Version 7.x.x changed:

  • Removed compute_optimized and storage_optimized attributes in castai_node_template resource, constraints object. Use compute_optimized_state and storage_optimized_state instead.

Old configuration:

module "castai-aks-cluster" {
  node_templates = {
    spot_tmpl = {
      constraints = {
        compute_optimized = false
        storage_optimized = true
      }
    }
  }
}

New configuration:

module "castai-aks-cluster" {
  node_templates = {
    spot_tmpl = {
      constraints = {
        compute_optimized_state = "disabled"
        storage_optimized_state = "enabled"
      }
    }
  }
}
  • [v7.4.X] Deprecated autoscaler_policies_json attribute in castai_autoscaler resource. Use autoscaler_settings instead.

Old configuration:

resource "castai_autoscaler" "castai_autoscaler_policies" {
  cluster_id               = data.castai_eks_clusterid.cluster_id.id // or other reference
  
  autoscaler_policies_json = <<-EOT
     {
        "enabled": true,
        "unschedulablePods": {
            "enabled": true
        },
        "nodeDownscaler": {
            "enabled": true,
            "emptyNodes": {
                "enabled": true
            },
            "evictor": {
                "aggressiveMode": false,
                "cycleInterval": "5m10s",
                "dryRun": false,
                "enabled": true,
                "nodeGracePeriodMinutes": 10,
                "scopedMode": false
            }
        },
        "nodeTemplatesPartialMatchingEnabled": false,
        "clusterLimits": {
            "cpu": {
                "maxCores": 20,
                "minCores": 1
            },
            "enabled": true
        }
    }
  EOT
}

New configuration:

resource "castai_autoscaler" "castai_autoscaler_policies" {
  cluster_id               = data.castai_eks_clusterid.cluster_id.id // or other reference

  autoscaler_settings {
    enabled = true
    node_templates_partial_matching_enabled = false

    unschedulable_pods {
      enabled = true
    }

    node_downscaler {
      enabled = true

      empty_nodes {
        enabled = false
      }

      evictor {
        aggressive_mode           = false
        cycle_interval            = "5m10s"
        dry_run                   = false
        enabled                   = true
        node_grace_period_minutes = 10
        scoped_mode               = false
      }
    }

    cluster_limits {
      enabled = true
      
      cpu {
        max_cores = 20
        min_cores = 1
      }
    }
  }
}

For more information for castai-aks-cluster module follow: https://github.com/castai/terraform-castai-aks/blob/main/README.md#migrating-from-3xx-to-4xx If you have used castai-eks-cluster or other modules follow: https://github.com/castai/terraform-castai-eks-cluster/blob/main/README.md#migrating-from-7xx-to-8xx If you have used castai-gke-cluster or other modules follow: https://github.com/castai/terraform-castai-gke-cluster/blob/main/README.md#migrating-from-4xx-to-5xx

Developing the provider

Make sure you have Go installed on your machine (please check the requirements).
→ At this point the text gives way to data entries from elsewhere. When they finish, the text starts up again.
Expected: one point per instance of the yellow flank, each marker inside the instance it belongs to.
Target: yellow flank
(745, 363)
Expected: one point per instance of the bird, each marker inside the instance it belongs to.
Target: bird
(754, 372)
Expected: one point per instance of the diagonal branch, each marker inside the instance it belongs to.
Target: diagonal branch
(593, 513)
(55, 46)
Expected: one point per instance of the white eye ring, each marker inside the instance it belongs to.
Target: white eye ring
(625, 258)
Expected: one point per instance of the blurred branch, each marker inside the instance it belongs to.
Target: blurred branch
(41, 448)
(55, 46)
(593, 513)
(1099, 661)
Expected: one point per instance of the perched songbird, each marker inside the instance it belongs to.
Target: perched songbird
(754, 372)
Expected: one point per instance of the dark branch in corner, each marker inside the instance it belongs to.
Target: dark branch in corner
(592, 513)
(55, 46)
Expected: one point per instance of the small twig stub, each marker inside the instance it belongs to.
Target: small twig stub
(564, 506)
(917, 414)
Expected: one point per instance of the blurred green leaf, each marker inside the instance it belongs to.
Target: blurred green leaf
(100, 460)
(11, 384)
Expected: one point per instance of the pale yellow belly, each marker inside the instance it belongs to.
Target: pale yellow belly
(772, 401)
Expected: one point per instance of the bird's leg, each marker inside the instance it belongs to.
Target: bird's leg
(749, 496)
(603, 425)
To build the provider locally:

$ git clone https://github.com/CastAI/terraform-provider-castai.git
$ cd terraform-provider-castai
$ make build

After you build the provider, you have to set the ~/.terraformrc configuration to let terraform know you want to use local provider:

provider_installation {
  dev_overrides {
    "castai/castai" = "<path-to-terraform-provider-castai-repository>"
  }
  direct {}
}

make build builds the provider and install symlinks to that build for all terraform projects in examples/* dir. Now you can work on examples/localdev.

Whenever you make changes to the provider re-run make build.

You'll need to run terraform init in your terraform project again since the binary has changed.

To run unit tests:

$ make test

Releasing the provider

This repository contains a github action to automatically build and publish assets for release when tag is pushed with pattern v* (ie. v0.1.0).

Gorelaser is used to produce build artifacts matching the layout required to publish the provider in the Terraform Registry.

Releases will appear as drafts. Once marked as published on the GitHub Releases page, they will become available via the Terraform Registry.